I
Больной и измученный иду я по большой дороге – и вьется она предо мною бесконечно длинною лентой. Полдневное солнце палило мучительно голову, и ни одна мысль не могла войти в нее, хотя я и делал все усилия, чтобы подвинуть к деятельности мой мозг и тем сократить дорогу.
Бегло и без участия скользил взор мой по придорожным вешкам с пожелтевшими от жара листьями, и тоскливо напрягался он в даль, стараясь увидеть в дали этой версту полосатую. Не только души человеческой, даже птицы не видно было в это время в поле, даже жнецы запрятались от жара под тень сжатых крестцов и отдыхали там. Одни только кузнечики неумолчно звенели в опаленном солнцем овсе; неслыханной прежде птички, должно быть, уютно запрятавшейся в гнезде, голосок раздавался – слабый, засыпающий голосок, и казалось, что все это: и поле, и хлеба, на нем посеянные, трава и дорога с пылью своей, от времени до времени вздымающейся к небу столбом-великаном, все это, казалось, страшно страдало. Голове моей воспаленной, глазам моим блуждающим казалось, что все это горит огнем нестерпимым, что мукой, неведомой людям, одержима природа.
Только одна страшная необходимость двигала вперед ноги мои. Неудержимо хотелось в то время лечь под тень вешки и спать. Но далеко позади меня остались люди, близкие сердцу, которым страданья мои должны были доставить возможное счастье. Не нужно мне особенно напрягать мое воображение, чтобы они представились мне как живые. Стоит только зажмурить глаза – и вот предо мной добрая, любящая сестра моя. Смотрит она на меня с своей приветливой, силы мои всегда воскрешающей улыбкой и говорит: «Иди. Я молюсь за тебя!»
За милость божью – идти с ней в это время рука об руку – все бы на свете я отдал…
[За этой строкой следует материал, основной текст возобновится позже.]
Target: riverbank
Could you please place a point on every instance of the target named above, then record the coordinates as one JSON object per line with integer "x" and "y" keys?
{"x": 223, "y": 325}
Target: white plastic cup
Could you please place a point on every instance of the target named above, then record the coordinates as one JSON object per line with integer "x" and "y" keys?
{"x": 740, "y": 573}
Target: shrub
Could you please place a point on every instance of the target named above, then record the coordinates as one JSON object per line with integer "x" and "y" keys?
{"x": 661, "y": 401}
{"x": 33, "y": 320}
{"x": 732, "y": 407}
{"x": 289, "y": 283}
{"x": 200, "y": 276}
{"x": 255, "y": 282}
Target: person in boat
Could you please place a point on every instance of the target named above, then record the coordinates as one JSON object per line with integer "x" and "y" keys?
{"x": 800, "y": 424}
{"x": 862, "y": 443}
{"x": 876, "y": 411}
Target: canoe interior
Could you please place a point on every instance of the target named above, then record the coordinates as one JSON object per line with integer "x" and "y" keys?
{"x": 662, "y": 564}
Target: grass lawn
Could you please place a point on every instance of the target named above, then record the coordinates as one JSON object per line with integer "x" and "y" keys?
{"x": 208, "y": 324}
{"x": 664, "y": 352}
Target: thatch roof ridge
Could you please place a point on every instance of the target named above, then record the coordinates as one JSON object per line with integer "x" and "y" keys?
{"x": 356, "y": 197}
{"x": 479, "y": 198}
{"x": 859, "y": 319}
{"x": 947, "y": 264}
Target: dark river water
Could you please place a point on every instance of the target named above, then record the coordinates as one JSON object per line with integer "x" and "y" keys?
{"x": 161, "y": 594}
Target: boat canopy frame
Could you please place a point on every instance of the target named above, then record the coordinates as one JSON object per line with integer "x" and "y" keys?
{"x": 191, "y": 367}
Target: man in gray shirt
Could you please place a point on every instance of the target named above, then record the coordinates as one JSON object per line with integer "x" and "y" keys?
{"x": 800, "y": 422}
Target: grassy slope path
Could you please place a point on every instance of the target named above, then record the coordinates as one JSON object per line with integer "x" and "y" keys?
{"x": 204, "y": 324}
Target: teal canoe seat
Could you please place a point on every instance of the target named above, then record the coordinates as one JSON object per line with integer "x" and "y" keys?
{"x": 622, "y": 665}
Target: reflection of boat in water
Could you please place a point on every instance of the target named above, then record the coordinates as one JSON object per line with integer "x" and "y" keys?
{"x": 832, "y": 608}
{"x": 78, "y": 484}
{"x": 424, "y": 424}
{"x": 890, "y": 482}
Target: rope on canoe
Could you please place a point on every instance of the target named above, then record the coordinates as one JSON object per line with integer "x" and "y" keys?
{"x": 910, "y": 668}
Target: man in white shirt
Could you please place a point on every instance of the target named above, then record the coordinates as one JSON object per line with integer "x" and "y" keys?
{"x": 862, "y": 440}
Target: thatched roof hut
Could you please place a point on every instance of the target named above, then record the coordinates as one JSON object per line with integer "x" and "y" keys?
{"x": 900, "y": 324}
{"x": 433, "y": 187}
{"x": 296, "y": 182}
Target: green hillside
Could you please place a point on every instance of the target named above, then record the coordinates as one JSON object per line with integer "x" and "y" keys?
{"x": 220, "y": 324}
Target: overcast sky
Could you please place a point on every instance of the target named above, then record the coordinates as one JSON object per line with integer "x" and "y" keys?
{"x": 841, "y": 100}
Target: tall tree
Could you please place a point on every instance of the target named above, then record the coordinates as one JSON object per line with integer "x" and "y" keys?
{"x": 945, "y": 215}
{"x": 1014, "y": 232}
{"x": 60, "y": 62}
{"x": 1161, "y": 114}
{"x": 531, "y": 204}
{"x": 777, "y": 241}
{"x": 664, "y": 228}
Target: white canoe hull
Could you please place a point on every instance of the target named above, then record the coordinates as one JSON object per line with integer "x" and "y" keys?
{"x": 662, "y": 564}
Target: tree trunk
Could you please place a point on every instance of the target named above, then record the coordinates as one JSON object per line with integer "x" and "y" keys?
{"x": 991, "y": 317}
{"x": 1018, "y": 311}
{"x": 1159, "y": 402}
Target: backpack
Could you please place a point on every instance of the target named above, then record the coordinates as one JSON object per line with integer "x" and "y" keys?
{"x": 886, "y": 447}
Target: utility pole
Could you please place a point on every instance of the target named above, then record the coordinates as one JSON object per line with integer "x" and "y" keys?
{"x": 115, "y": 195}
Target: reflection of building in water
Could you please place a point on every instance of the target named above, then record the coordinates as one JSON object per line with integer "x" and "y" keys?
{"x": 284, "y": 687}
И такова была напряженность души моей в то время, что страдания тела уже не томили ее. Полная каким-то сладостным, неотступно жаждущим и молящим о мире и счастье чувством, парила она в бесконечное небо – и небо лило на нее свет свой, и в свете этом утонула она и предала забвению бренность тела и грубую подлость действительной жизни…
Великая тайна природы открылась тогда мне. Посреди этого недвижимого, ужас наводящего своим мертвым молчаньем пространства осязательно почувствовал я присутствие той высокой божией деятельности, которая оживляет и умиротворяет душу человека, восстановляя в ней ее ослабевшие силы.
Нет места, в котором не проявилось бы могущество твое, бог мой! И для человека нет места, пустыни такой безжизненной нет, в которой бы он находясь мог сказать без ропота на благость твою: один я здесь!..
И я не один здесь, затем что вижу я, как – вон недалеко от большой дороги – солнце блистает на золотом кресте сельской колокольни, едва заметными точками вьются и мелькают около креста быстрые касатки – предвестницы грозы и дождя; а прямо предо мною из-за редкого леса, как будто навстречу, выходят деревенские крыши.
У дверей первого дома, где я остановился пить, бред мой прошел. Хозяйка дома, юркая такая баба, рожденная быть кухаркой у коломенского дворника, подперла кулаком щеку свою и жалобно смотрела на меня.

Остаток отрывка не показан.